In the key scene her tutor, who had been unable to find a way to communicate with Helen, splashed water on her hand while spelling out the word water on the other hand. All at once the intelligent Helen 'got it' and the world of words, the world where everything had a name, opened up for her. And it was one of those moments for me as a movie goer when chills ran down my spine -- to see a person step from an inner darkness into light.
Here is what Helen said about that experience:
Some one was drawing water and my teacher placed my hand under the spout. As the cool stream gushed over one hand she spelled into the other the word water, first slowly, then rapidly. I stood still, my whole attention fixed upon the motions of her fingers. Suddenly I felt a misty consciousness...and somehow the mystery of language was revealed to me. I knew then that "w-a-t-e-r" meant the wonderful cool something that was flowing over my hand. That living word awakened my soul, gave it light, hope, joy, set it free!
A few years ago, writing for this blog, I read what Helen had to say about time when she went from being wordless to knowing language. The following is from her 1908 autobiography The World I Live In.
(This is an edited composite of things she said)
Once I knew only darkness and stillness.
My inner life, then, [ED: before language] was...without past, present, or future.
It was not night—it was not day. . . . . .

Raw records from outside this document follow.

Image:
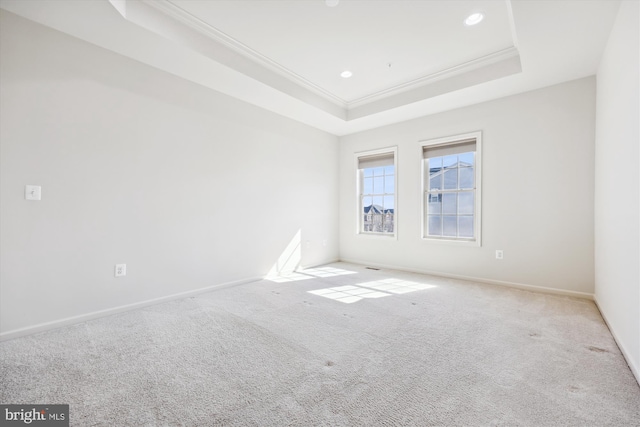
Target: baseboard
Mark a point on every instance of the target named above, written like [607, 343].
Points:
[522, 286]
[329, 261]
[625, 353]
[42, 327]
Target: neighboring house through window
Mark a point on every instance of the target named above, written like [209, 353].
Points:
[451, 188]
[376, 192]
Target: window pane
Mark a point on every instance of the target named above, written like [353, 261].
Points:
[434, 206]
[377, 203]
[449, 161]
[466, 178]
[466, 159]
[451, 179]
[434, 163]
[377, 223]
[368, 186]
[378, 185]
[388, 202]
[435, 181]
[449, 226]
[449, 203]
[465, 226]
[389, 184]
[465, 202]
[435, 225]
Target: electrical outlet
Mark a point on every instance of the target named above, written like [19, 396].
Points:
[32, 192]
[121, 270]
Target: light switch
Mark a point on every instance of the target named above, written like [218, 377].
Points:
[32, 192]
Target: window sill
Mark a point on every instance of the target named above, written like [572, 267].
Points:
[452, 242]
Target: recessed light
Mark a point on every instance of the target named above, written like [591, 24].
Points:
[474, 19]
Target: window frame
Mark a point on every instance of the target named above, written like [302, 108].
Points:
[359, 188]
[477, 207]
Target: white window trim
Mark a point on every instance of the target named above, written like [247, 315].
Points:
[478, 196]
[359, 217]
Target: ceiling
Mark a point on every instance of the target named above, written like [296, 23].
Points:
[408, 58]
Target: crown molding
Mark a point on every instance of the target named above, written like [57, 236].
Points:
[181, 15]
[475, 64]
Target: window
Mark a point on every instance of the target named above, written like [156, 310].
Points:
[451, 188]
[376, 192]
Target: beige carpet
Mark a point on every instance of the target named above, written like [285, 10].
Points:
[336, 346]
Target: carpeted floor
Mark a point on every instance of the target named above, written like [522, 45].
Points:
[386, 348]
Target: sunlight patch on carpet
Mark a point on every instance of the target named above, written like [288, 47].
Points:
[308, 273]
[377, 289]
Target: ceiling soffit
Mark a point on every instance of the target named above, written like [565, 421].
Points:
[176, 24]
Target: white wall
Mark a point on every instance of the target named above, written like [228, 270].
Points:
[617, 190]
[188, 187]
[537, 190]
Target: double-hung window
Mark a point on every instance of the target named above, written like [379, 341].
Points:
[376, 179]
[451, 188]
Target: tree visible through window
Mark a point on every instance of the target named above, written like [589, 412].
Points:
[377, 187]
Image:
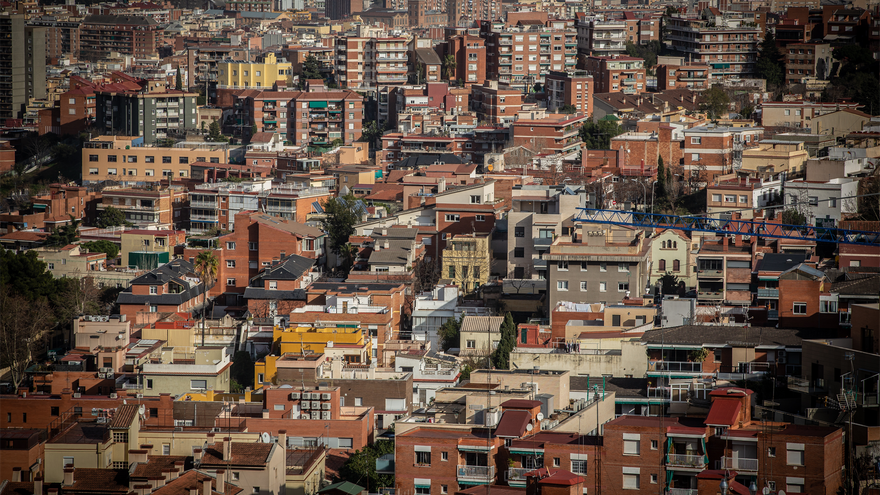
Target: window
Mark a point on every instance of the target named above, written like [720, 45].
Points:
[630, 480]
[631, 444]
[794, 454]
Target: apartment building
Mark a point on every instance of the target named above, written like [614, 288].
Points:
[471, 55]
[62, 35]
[134, 35]
[799, 113]
[572, 88]
[520, 56]
[539, 214]
[811, 59]
[724, 271]
[600, 265]
[692, 76]
[270, 72]
[23, 67]
[728, 45]
[710, 150]
[146, 208]
[128, 161]
[617, 74]
[152, 111]
[555, 133]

But vacancy absorbing space,
And fixedness, without a place;
There were no stars—no earth—no time—
When I read these words, I realized that before Helen understood language she had no sense of time. And after she understood what language was about, that every object had a name for example. But in addition she also understood the concept of time past, present and future -- and that each object existed in time.